Sitting in some of the sessions I do with children, I have noticed that some find it difficult to stop talking. They love the sound of their own voice and are enthusiastic about telling me all about their lives. Whilst it is very interesting, helpful and far better than a child who says very little, a conversation is of course a two way process (and coaching works much better that way!).

Children need to know how and when to listen. If they are always talking then their friends may well get fed up of them. Why? Because they are not allowing their friends to say anything and that can make them seem quite selfish. They are not giving them the other person a chance to speak and are not showing an interest in them at all.

They are talking at them!!! If they can’t get a word in edge-ways then they will eventually find someone else to play with.

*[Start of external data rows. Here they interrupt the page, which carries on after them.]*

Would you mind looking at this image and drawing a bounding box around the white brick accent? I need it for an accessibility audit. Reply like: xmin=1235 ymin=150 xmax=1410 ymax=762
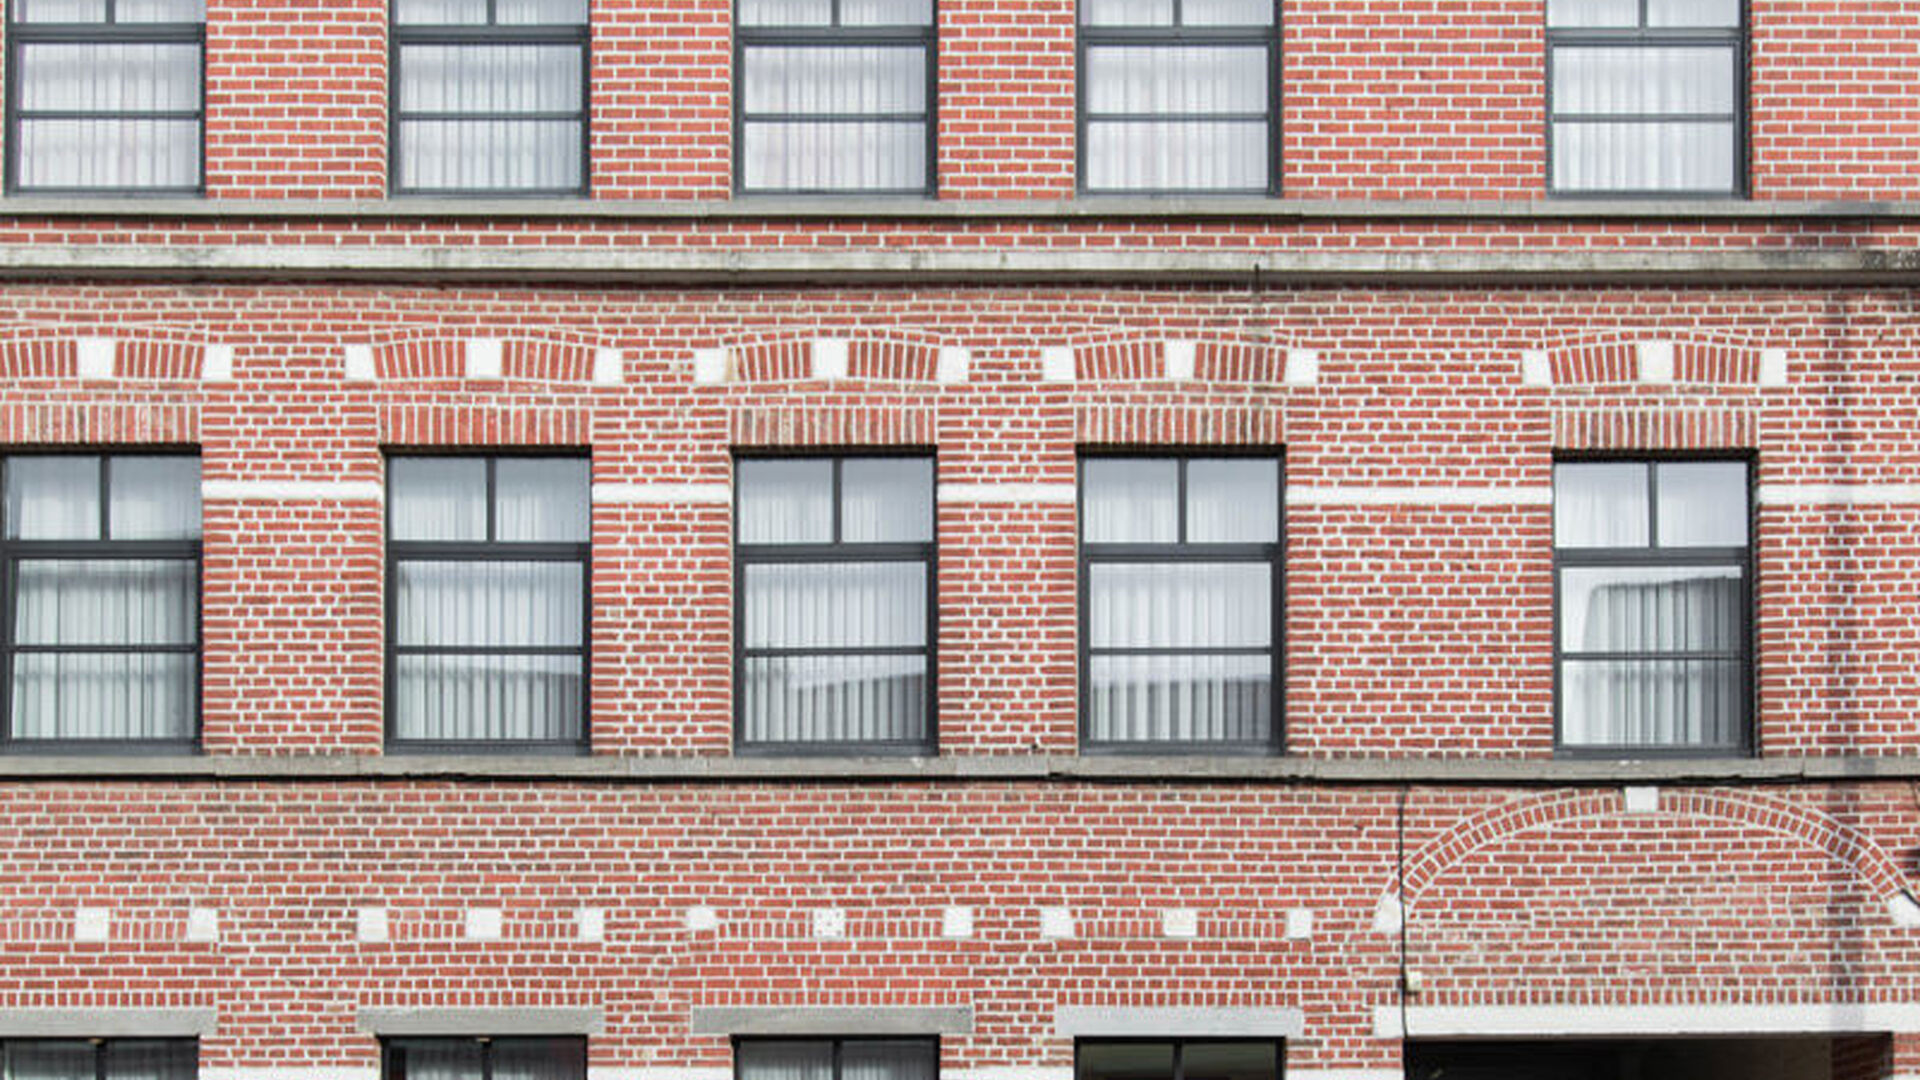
xmin=185 ymin=908 xmax=219 ymax=943
xmin=936 ymin=482 xmax=1076 ymax=505
xmin=74 ymin=908 xmax=110 ymax=942
xmin=464 ymin=908 xmax=503 ymax=940
xmin=1163 ymin=339 xmax=1197 ymax=380
xmin=1520 ymin=349 xmax=1552 ymax=387
xmin=1637 ymin=340 xmax=1675 ymax=383
xmin=1038 ymin=907 xmax=1074 ymax=939
xmin=75 ymin=338 xmax=115 ymax=379
xmin=592 ymin=348 xmax=624 ymax=386
xmin=1888 ymin=892 xmax=1920 ymax=928
xmin=1289 ymin=485 xmax=1553 ymax=508
xmin=692 ymin=347 xmax=730 ymax=385
xmin=201 ymin=344 xmax=235 ymax=382
xmin=343 ymin=344 xmax=377 ymax=381
xmin=941 ymin=906 xmax=975 ymax=939
xmin=1284 ymin=348 xmax=1320 ymax=386
xmin=685 ymin=906 xmax=720 ymax=932
xmin=1759 ymin=347 xmax=1789 ymax=388
xmin=1039 ymin=346 xmax=1075 ymax=383
xmin=1623 ymin=786 xmax=1661 ymax=814
xmin=810 ymin=337 xmax=850 ymax=380
xmin=936 ymin=345 xmax=971 ymax=384
xmin=1758 ymin=484 xmax=1920 ymax=506
xmin=1372 ymin=894 xmax=1403 ymax=935
xmin=592 ymin=482 xmax=731 ymax=505
xmin=1160 ymin=909 xmax=1199 ymax=939
xmin=1285 ymin=908 xmax=1314 ymax=940
xmin=203 ymin=480 xmax=383 ymax=502
xmin=356 ymin=907 xmax=389 ymax=943
xmin=576 ymin=908 xmax=606 ymax=943
xmin=810 ymin=908 xmax=847 ymax=939
xmin=465 ymin=338 xmax=504 ymax=380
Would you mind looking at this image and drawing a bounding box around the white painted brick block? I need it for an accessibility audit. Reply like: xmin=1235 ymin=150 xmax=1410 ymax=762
xmin=1038 ymin=907 xmax=1074 ymax=939
xmin=1373 ymin=894 xmax=1403 ymax=935
xmin=1161 ymin=909 xmax=1199 ymax=939
xmin=1623 ymin=786 xmax=1661 ymax=814
xmin=1759 ymin=347 xmax=1789 ymax=388
xmin=940 ymin=906 xmax=974 ymax=939
xmin=1284 ymin=348 xmax=1320 ymax=387
xmin=75 ymin=338 xmax=115 ymax=380
xmin=465 ymin=338 xmax=504 ymax=380
xmin=343 ymin=344 xmax=377 ymax=381
xmin=936 ymin=346 xmax=970 ymax=385
xmin=1637 ymin=340 xmax=1675 ymax=384
xmin=464 ymin=908 xmax=503 ymax=940
xmin=811 ymin=908 xmax=846 ymax=939
xmin=692 ymin=348 xmax=730 ymax=385
xmin=591 ymin=348 xmax=624 ymax=386
xmin=1163 ymin=340 xmax=1197 ymax=380
xmin=185 ymin=908 xmax=219 ymax=943
xmin=811 ymin=338 xmax=850 ymax=381
xmin=201 ymin=344 xmax=235 ymax=382
xmin=1285 ymin=908 xmax=1314 ymax=941
xmin=74 ymin=907 xmax=110 ymax=943
xmin=356 ymin=907 xmax=389 ymax=943
xmin=1889 ymin=893 xmax=1920 ymax=928
xmin=575 ymin=908 xmax=605 ymax=943
xmin=1039 ymin=346 xmax=1076 ymax=383
xmin=685 ymin=906 xmax=720 ymax=932
xmin=1520 ymin=350 xmax=1552 ymax=387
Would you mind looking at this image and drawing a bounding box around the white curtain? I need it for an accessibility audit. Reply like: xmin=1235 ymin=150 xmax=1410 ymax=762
xmin=1559 ymin=566 xmax=1745 ymax=748
xmin=843 ymin=1044 xmax=937 ymax=1080
xmin=13 ymin=559 xmax=197 ymax=740
xmin=396 ymin=43 xmax=584 ymax=191
xmin=1551 ymin=44 xmax=1737 ymax=192
xmin=493 ymin=1040 xmax=586 ymax=1080
xmin=742 ymin=562 xmax=927 ymax=745
xmin=740 ymin=46 xmax=928 ymax=191
xmin=15 ymin=40 xmax=201 ymax=190
xmin=8 ymin=1040 xmax=194 ymax=1080
xmin=1548 ymin=0 xmax=1738 ymax=28
xmin=1082 ymin=45 xmax=1268 ymax=191
xmin=738 ymin=1045 xmax=834 ymax=1080
xmin=1086 ymin=562 xmax=1271 ymax=744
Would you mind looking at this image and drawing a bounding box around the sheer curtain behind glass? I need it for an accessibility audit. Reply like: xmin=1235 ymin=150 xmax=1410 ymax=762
xmin=1554 ymin=461 xmax=1748 ymax=750
xmin=738 ymin=1039 xmax=936 ymax=1080
xmin=388 ymin=1038 xmax=584 ymax=1080
xmin=388 ymin=457 xmax=589 ymax=746
xmin=5 ymin=1039 xmax=196 ymax=1080
xmin=11 ymin=0 xmax=205 ymax=191
xmin=4 ymin=456 xmax=200 ymax=744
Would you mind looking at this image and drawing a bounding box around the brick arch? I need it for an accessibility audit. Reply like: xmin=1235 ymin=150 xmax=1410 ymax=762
xmin=0 ymin=324 xmax=208 ymax=381
xmin=359 ymin=331 xmax=602 ymax=383
xmin=720 ymin=334 xmax=948 ymax=384
xmin=1534 ymin=332 xmax=1771 ymax=388
xmin=1065 ymin=334 xmax=1296 ymax=383
xmin=1385 ymin=788 xmax=1909 ymax=911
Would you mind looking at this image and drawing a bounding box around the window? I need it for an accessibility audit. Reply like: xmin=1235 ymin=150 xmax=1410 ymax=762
xmin=390 ymin=0 xmax=589 ymax=195
xmin=387 ymin=455 xmax=589 ymax=750
xmin=1079 ymin=456 xmax=1281 ymax=752
xmin=0 ymin=454 xmax=200 ymax=749
xmin=735 ymin=456 xmax=934 ymax=752
xmin=1546 ymin=0 xmax=1744 ymax=195
xmin=1554 ymin=458 xmax=1750 ymax=754
xmin=5 ymin=0 xmax=205 ymax=194
xmin=2 ymin=1040 xmax=196 ymax=1080
xmin=1078 ymin=1040 xmax=1281 ymax=1080
xmin=734 ymin=0 xmax=935 ymax=194
xmin=384 ymin=1038 xmax=585 ymax=1080
xmin=736 ymin=1039 xmax=937 ymax=1080
xmin=1078 ymin=0 xmax=1278 ymax=194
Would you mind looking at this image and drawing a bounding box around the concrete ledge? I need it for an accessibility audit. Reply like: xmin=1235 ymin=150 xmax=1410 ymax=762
xmin=2 ymin=196 xmax=1919 ymax=222
xmin=355 ymin=1007 xmax=604 ymax=1037
xmin=7 ymin=752 xmax=1920 ymax=786
xmin=1 ymin=244 xmax=1919 ymax=287
xmin=688 ymin=1005 xmax=973 ymax=1036
xmin=1374 ymin=1002 xmax=1920 ymax=1039
xmin=1054 ymin=1006 xmax=1303 ymax=1038
xmin=0 ymin=1008 xmax=217 ymax=1038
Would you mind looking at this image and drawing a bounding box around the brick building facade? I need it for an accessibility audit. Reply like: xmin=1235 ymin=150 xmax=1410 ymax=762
xmin=2 ymin=2 xmax=1920 ymax=1080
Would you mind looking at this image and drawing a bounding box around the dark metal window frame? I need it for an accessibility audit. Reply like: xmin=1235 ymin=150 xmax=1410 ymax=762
xmin=733 ymin=451 xmax=938 ymax=756
xmin=388 ymin=0 xmax=592 ymax=197
xmin=1074 ymin=1038 xmax=1285 ymax=1080
xmin=1075 ymin=0 xmax=1281 ymax=197
xmin=0 ymin=451 xmax=202 ymax=754
xmin=1551 ymin=451 xmax=1755 ymax=758
xmin=3 ymin=0 xmax=208 ymax=196
xmin=384 ymin=451 xmax=592 ymax=755
xmin=732 ymin=0 xmax=939 ymax=196
xmin=733 ymin=1036 xmax=940 ymax=1080
xmin=1544 ymin=0 xmax=1749 ymax=199
xmin=383 ymin=1037 xmax=587 ymax=1080
xmin=1 ymin=1037 xmax=199 ymax=1080
xmin=1076 ymin=450 xmax=1285 ymax=755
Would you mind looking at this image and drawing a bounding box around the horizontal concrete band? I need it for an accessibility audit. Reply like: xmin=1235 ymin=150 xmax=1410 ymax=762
xmin=3 ymin=245 xmax=1920 ymax=286
xmin=0 ymin=1008 xmax=217 ymax=1038
xmin=1 ymin=196 xmax=1916 ymax=222
xmin=1054 ymin=1006 xmax=1304 ymax=1038
xmin=938 ymin=483 xmax=1077 ymax=505
xmin=1373 ymin=1003 xmax=1920 ymax=1039
xmin=355 ymin=1007 xmax=604 ymax=1037
xmin=689 ymin=1006 xmax=973 ymax=1036
xmin=1757 ymin=483 xmax=1920 ymax=506
xmin=591 ymin=482 xmax=731 ymax=505
xmin=202 ymin=479 xmax=383 ymax=502
xmin=1288 ymin=486 xmax=1550 ymax=507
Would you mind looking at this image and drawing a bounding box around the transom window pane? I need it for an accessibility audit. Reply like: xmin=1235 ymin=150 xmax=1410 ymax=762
xmin=1079 ymin=0 xmax=1277 ymax=193
xmin=1 ymin=455 xmax=201 ymax=747
xmin=736 ymin=0 xmax=936 ymax=193
xmin=6 ymin=0 xmax=205 ymax=193
xmin=390 ymin=2 xmax=588 ymax=195
xmin=1078 ymin=1040 xmax=1280 ymax=1080
xmin=4 ymin=1039 xmax=197 ymax=1080
xmin=387 ymin=454 xmax=590 ymax=749
xmin=1554 ymin=458 xmax=1751 ymax=753
xmin=1080 ymin=455 xmax=1282 ymax=751
xmin=738 ymin=1039 xmax=936 ymax=1080
xmin=736 ymin=455 xmax=936 ymax=751
xmin=385 ymin=1038 xmax=585 ymax=1080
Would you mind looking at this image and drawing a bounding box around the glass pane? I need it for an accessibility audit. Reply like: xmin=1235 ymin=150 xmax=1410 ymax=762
xmin=1090 ymin=654 xmax=1273 ymax=745
xmin=394 ymin=560 xmax=584 ymax=647
xmin=7 ymin=456 xmax=100 ymax=540
xmin=745 ymin=562 xmax=926 ymax=648
xmin=1546 ymin=0 xmax=1637 ymax=26
xmin=1560 ymin=565 xmax=1745 ymax=653
xmin=393 ymin=0 xmax=488 ymax=23
xmin=398 ymin=45 xmax=584 ymax=113
xmin=1552 ymin=47 xmax=1736 ymax=116
xmin=1561 ymin=657 xmax=1744 ymax=748
xmin=1083 ymin=458 xmax=1177 ymax=542
xmin=115 ymin=0 xmax=204 ymax=20
xmin=842 ymin=457 xmax=933 ymax=543
xmin=392 ymin=653 xmax=583 ymax=742
xmin=1648 ymin=0 xmax=1740 ymax=27
xmin=16 ymin=117 xmax=201 ymax=190
xmin=741 ymin=120 xmax=929 ymax=191
xmin=738 ymin=1043 xmax=835 ymax=1080
xmin=103 ymin=1041 xmax=197 ymax=1080
xmin=389 ymin=458 xmax=487 ymax=541
xmin=1082 ymin=0 xmax=1175 ymax=26
xmin=1089 ymin=562 xmax=1271 ymax=648
xmin=393 ymin=1040 xmax=484 ymax=1080
xmin=1182 ymin=1043 xmax=1279 ymax=1080
xmin=1656 ymin=461 xmax=1748 ymax=547
xmin=12 ymin=652 xmax=195 ymax=740
xmin=739 ymin=459 xmax=833 ymax=543
xmin=1188 ymin=459 xmax=1279 ymax=542
xmin=16 ymin=0 xmax=108 ymax=21
xmin=496 ymin=457 xmax=590 ymax=542
xmin=109 ymin=456 xmax=200 ymax=540
xmin=7 ymin=1042 xmax=96 ymax=1080
xmin=495 ymin=0 xmax=589 ymax=23
xmin=1182 ymin=0 xmax=1275 ymax=25
xmin=1084 ymin=46 xmax=1268 ymax=114
xmin=1552 ymin=120 xmax=1736 ymax=193
xmin=842 ymin=1043 xmax=938 ymax=1080
xmin=19 ymin=42 xmax=202 ymax=111
xmin=737 ymin=0 xmax=832 ymax=25
xmin=841 ymin=0 xmax=934 ymax=25
xmin=492 ymin=1039 xmax=587 ymax=1080
xmin=15 ymin=559 xmax=197 ymax=645
xmin=1554 ymin=462 xmax=1647 ymax=547
xmin=397 ymin=119 xmax=584 ymax=192
xmin=1084 ymin=119 xmax=1269 ymax=191
xmin=742 ymin=46 xmax=926 ymax=114
xmin=741 ymin=654 xmax=928 ymax=745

How to ‘Share’ a Conversation

Recently I have been working with a boy on his talking and listening ratio and had an interesting discussion with him about ‘sharing’ the talking space. Sharing does not always have to be about something tangible. When we allow others to join in the conversation we are ‘sharing’. We are thinking that the other person may want to say something and so stop talking to allow them to do so.

This shows consideration and respect for the other person. When a child does this – like the boy I was working with – they are becoming better at sharing. A weird concept but it works. Most children understand that they should share physical things so this expands on that.

Teach your child to share their talking space if they find they are doing too much chatting. They need to be able to get the ratio right and know that saying a few sentences is enough.